DataDog / datadog-agent

Main repository for Datadog Agent
https://docs.datadoghq.com/
Apache License 2.0
2.78k stars 1.18k forks source link

SSL Certificate Verify failed while fetching kubernetes stats #2299

Open se0wtf opened 5 years ago

se0wtf commented 5 years ago

Hello, I'm testing datadog on a kubernetes cluster. -> no problem to fetch ES/Kafka metrics.

The kubelet api respond to https://192.168.110.50:6443 but the certificate is not valid.

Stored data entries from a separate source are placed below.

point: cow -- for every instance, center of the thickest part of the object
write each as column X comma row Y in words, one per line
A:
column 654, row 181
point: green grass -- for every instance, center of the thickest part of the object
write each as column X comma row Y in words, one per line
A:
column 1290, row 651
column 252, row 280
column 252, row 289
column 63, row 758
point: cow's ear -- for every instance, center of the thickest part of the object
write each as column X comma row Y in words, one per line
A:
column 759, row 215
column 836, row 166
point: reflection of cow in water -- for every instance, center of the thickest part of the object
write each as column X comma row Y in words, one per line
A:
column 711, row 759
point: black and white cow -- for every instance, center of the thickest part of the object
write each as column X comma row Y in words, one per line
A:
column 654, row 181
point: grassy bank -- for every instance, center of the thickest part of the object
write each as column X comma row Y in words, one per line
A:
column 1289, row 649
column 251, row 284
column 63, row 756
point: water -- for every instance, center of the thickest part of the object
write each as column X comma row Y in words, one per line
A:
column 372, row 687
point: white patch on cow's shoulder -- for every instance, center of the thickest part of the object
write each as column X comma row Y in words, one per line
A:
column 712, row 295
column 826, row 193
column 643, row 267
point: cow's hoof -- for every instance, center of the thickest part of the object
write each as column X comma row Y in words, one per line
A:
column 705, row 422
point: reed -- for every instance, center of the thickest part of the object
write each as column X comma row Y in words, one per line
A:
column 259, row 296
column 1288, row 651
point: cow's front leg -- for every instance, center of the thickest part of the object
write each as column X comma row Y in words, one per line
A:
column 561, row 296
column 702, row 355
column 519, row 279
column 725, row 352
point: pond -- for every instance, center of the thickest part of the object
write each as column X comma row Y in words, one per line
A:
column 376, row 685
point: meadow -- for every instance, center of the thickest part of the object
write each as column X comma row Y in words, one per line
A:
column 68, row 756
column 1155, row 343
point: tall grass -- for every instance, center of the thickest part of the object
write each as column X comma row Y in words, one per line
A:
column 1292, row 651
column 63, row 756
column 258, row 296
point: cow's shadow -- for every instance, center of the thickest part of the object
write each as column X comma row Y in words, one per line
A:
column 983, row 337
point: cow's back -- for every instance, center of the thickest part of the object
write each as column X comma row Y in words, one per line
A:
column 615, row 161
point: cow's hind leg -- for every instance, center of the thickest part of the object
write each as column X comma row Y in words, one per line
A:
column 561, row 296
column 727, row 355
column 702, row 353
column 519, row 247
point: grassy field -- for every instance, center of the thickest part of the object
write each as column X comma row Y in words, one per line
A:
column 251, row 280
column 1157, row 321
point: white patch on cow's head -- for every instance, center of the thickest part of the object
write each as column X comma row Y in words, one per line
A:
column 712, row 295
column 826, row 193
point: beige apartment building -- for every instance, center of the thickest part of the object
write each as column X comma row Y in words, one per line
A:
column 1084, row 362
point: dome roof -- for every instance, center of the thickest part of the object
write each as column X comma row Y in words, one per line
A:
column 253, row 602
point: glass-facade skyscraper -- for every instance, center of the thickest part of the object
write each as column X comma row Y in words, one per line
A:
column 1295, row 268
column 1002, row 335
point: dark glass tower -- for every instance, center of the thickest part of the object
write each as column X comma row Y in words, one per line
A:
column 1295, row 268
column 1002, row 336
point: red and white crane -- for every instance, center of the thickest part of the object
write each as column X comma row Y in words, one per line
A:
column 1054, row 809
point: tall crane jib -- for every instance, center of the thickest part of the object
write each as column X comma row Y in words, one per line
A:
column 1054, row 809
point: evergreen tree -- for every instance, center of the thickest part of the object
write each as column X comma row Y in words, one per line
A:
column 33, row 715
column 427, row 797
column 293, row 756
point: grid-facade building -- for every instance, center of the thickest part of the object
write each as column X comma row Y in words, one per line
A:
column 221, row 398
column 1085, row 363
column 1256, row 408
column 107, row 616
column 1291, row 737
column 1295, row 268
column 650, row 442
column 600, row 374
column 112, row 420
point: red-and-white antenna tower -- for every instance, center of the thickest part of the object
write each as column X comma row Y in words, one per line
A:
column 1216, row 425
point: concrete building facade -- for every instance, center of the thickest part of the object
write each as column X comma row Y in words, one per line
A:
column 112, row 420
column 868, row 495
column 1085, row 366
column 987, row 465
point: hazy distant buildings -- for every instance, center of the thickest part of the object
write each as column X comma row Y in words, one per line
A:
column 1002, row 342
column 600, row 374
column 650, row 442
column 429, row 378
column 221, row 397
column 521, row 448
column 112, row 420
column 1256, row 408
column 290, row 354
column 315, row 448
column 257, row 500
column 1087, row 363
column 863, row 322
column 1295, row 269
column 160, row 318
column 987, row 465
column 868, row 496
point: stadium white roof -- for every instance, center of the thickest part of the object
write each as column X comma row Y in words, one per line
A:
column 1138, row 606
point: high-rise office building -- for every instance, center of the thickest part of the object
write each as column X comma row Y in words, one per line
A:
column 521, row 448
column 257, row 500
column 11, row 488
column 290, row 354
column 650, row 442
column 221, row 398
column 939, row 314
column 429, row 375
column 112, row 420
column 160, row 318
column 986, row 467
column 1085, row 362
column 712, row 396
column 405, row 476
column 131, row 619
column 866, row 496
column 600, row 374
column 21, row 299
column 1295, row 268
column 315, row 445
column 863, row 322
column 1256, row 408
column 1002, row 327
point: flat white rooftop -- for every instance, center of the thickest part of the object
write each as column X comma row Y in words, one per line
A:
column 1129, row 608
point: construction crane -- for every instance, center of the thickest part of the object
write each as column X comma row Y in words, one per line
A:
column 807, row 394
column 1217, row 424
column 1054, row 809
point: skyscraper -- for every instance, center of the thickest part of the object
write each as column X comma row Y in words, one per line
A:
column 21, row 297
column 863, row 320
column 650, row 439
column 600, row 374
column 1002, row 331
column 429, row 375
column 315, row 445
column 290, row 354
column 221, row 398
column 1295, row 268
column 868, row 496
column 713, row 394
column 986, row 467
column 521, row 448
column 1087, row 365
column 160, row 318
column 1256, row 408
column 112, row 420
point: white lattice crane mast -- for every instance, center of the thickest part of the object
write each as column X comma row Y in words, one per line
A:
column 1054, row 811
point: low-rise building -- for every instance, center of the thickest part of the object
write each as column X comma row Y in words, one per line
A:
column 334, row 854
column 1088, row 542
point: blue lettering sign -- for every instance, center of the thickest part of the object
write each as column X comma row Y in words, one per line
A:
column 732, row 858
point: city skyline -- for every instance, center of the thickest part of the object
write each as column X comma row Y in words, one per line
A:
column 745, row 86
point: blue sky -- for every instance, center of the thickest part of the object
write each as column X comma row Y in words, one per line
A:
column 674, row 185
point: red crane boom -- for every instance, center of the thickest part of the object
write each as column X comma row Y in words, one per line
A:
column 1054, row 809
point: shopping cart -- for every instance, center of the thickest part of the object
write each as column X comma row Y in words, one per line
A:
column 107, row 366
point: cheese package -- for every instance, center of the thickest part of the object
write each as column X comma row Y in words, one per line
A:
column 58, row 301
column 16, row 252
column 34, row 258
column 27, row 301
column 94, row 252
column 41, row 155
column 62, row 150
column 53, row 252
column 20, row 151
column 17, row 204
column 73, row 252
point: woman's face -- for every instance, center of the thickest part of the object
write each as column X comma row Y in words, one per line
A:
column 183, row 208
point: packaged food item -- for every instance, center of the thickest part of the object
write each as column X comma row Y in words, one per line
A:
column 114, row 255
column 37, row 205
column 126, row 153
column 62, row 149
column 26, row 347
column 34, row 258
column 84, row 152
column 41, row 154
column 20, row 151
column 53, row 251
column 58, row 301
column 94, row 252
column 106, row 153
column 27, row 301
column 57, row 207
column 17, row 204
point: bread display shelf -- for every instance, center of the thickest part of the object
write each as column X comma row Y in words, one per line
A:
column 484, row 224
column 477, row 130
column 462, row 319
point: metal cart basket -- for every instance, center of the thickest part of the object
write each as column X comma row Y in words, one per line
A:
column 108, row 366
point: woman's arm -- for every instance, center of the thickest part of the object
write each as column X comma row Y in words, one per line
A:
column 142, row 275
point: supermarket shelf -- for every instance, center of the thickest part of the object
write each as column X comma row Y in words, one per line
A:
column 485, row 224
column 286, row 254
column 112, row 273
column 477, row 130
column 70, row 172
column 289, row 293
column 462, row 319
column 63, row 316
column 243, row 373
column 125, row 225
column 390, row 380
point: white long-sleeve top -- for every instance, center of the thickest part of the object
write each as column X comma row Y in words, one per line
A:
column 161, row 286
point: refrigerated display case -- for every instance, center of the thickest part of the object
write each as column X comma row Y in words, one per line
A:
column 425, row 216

Example with curl (from inside the datadog pod) :

$ curl -v https://192.168.110.50:6443
* Rebuilt URL to: https://192.168.110.50:6443/
*   Trying 192.168.110.50...
* TCP_NODELAY set
* Connected to 192.168.110.50 (192.168.110.50) port 6443 (#0)
curl failed to verify the legitimacy of the server and therefore could not
establish a secure connection to it. To learn more about this situation and
how to fix it, please visit the web page mentioned above

I need the k option to pass the SSL check

# curl -k https://192.168.110.50:6443
{
  "kind": "Status",
  "apiVersion": "v1",
  "metadata": {

  },
  "status": "Failure",
  "message": "forbidden: User \"system:anonymous\" cannot get path \"/\"",
  "reason": "Forbidden",
  "details": {

  },
  "code": 403
}

This is my configuration for kubelet.d/conf.yaml

conf.yaml: |-
    init_config:
    instances:
    - kubelet_tls_verify: False
      kubelet_port: 6443

And this is the result from agent status :

kubelet (1.4.0)
    ---------------
      Total Runs: 68
      Metric Samples: 0, Total: 0
      Events: 0, Total: 0
      Service Checks: 0, Total: 0
      Average Execution Time : 13ms
      Error: Unable to detect the kubelet URL automatically.
      Traceback (most recent call last):
        File "/opt/datadog-agent/embedded/lib/python2.7/site-packages/datadog_checks/checks/base.py", line 303, in run
          self.check(copy.deepcopy(self.instances[0]))
        File "/opt/datadog-agent/embedded/lib/python2.7/site-packages/datadog_checks/kubelet/kubelet.py", line 86, in check
          raise CheckException("Unable to detect the kubelet URL automatically.")
      CheckException: Unable to detect the kubelet URL automatically.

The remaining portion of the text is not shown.